Many Identus systems use both. The issuer and verifier run Cloud Agent. The holder uses an Edge Agent wallet. DIDComm, credentials, DIDs, and presentation protocols connect the two custody models without requiring the same wallet implementation on every side.

13.6 Airline Ticket Flow

The airline ticket example uses the wallet boundary in a concrete way:

  1. The airline creates or selects a Cloud Agent wallet for issuer operations.
  2. The airline creates an issuer did:prism with an assertionMethod verification method and publishes the DID when verifiers need ledger-backed resolution.
  3. The traveler opens an Edge Agent wallet.

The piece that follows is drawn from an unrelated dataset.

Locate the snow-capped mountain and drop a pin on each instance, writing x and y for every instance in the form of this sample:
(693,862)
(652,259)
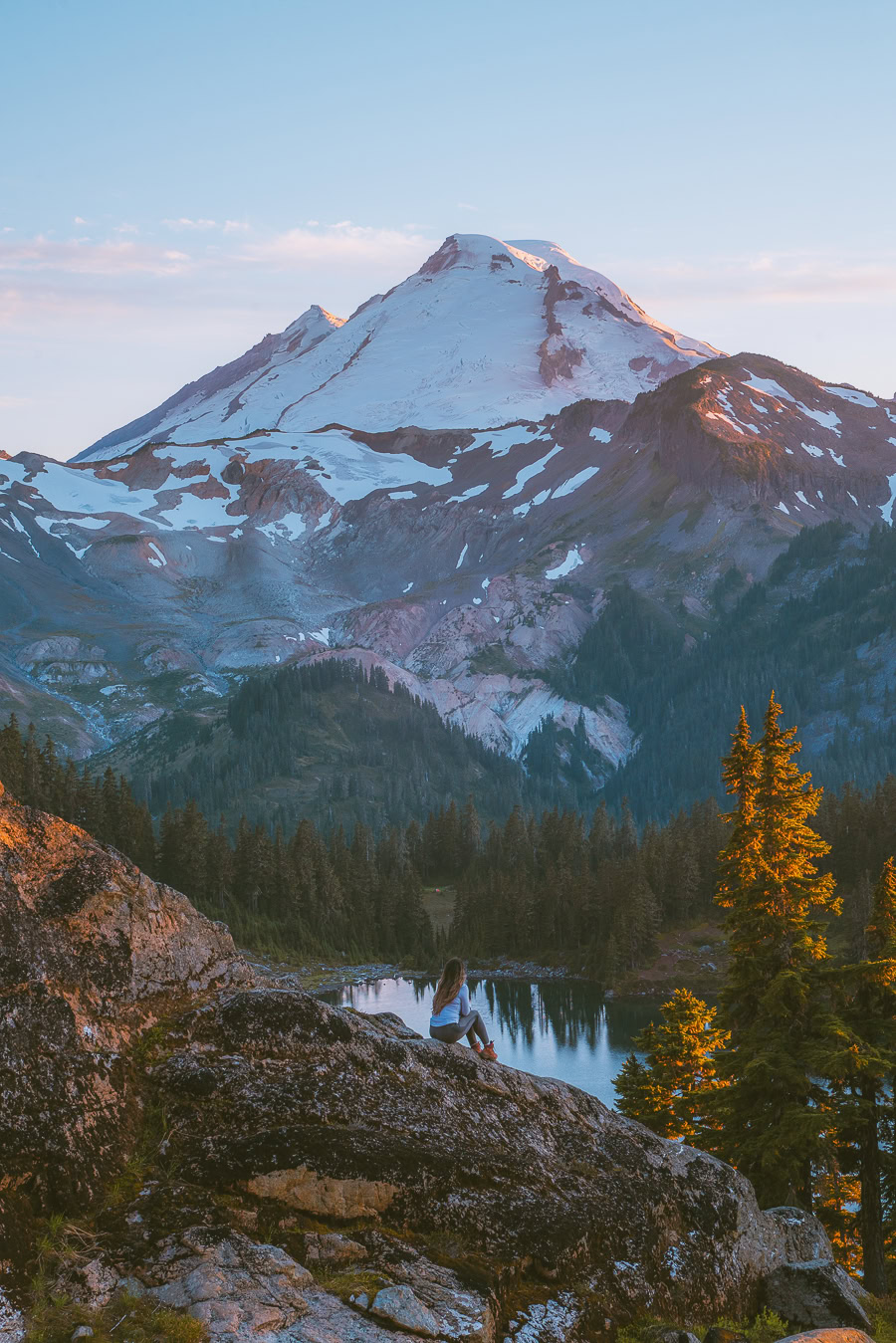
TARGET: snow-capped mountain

The wallet creates or selects holder DIDs and stores local secret material through Pluto.
  4. The airline sends a ticket credential offer to the traveler wallet through DIDComm or another supported issuance path.
  5. The traveler wallet shows the offer, records holder consent, requests the credential, receives it, and stores it.
  6. Airport security requests proof of ticket status, flight, passenger binding, or another accepted claim set.
  7. The traveler wallet creates a presentation from the stored credential and sends it to the verifier.
  8. The verifier software checks the presentation proof, issuer DID resolution, credential status, holder binding, schema, and format-specific rules.
  9. Airport security policy decides whether the verified result satisfies the checkpoint rule.

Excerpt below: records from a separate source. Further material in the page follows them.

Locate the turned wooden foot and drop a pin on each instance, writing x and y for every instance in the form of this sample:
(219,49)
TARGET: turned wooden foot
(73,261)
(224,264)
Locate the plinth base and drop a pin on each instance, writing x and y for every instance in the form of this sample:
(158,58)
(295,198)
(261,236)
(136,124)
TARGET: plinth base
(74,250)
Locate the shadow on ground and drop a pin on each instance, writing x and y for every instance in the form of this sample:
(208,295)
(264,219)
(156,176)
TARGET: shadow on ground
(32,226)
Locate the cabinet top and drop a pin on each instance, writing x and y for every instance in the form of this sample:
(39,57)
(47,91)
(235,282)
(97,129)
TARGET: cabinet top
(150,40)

Steps 8 and 9 are separate decisions. The verifier software can report that the credential proof is valid, the issuer DID resolved, and the credential is active. Airport policy can still reject the presentation if the flight date, airport, issuer, credential type, or passenger binding does not match the checkpoint rule.

13.7 Implementation Notes

For Edge Agent wallets:

  • Pick the SDK for the host platform before designing storage.
  • Treat Pluto as a required wallet component, not an optional cache.
  • Encrypt wallet contents that include credentials, DIDComm records, seeds, private keys, or secret references.
  • Test restore on a clean device or browser profile.
  • Use did:peer for relationship-specific DIDComm activity and did:prism for public resolution.

For Cloud Agent wallets:

  • Decide whether the deployment uses a default wallet or multi-tenancy before onboarding users.
  • Keep administrator credentials separate from tenant credentials.
  • Place wallet seeds and private key material in the configured secret storage.
  • Back up the Cloud Agent database and secret storage as one recovery unit.
  • Audit webhook delivery, tenant API keys, wallet IDs, and Vault paths during tenant onboarding.

A team completes wallet work only after it tests restore and protocol resumption. A wallet that can issue or receive credentials during a happy-path demo can still fail in production if the holder changes devices, the browser storage is cleared, the mediator queue grows, or a Cloud Agent tenant needs recovery after database restore.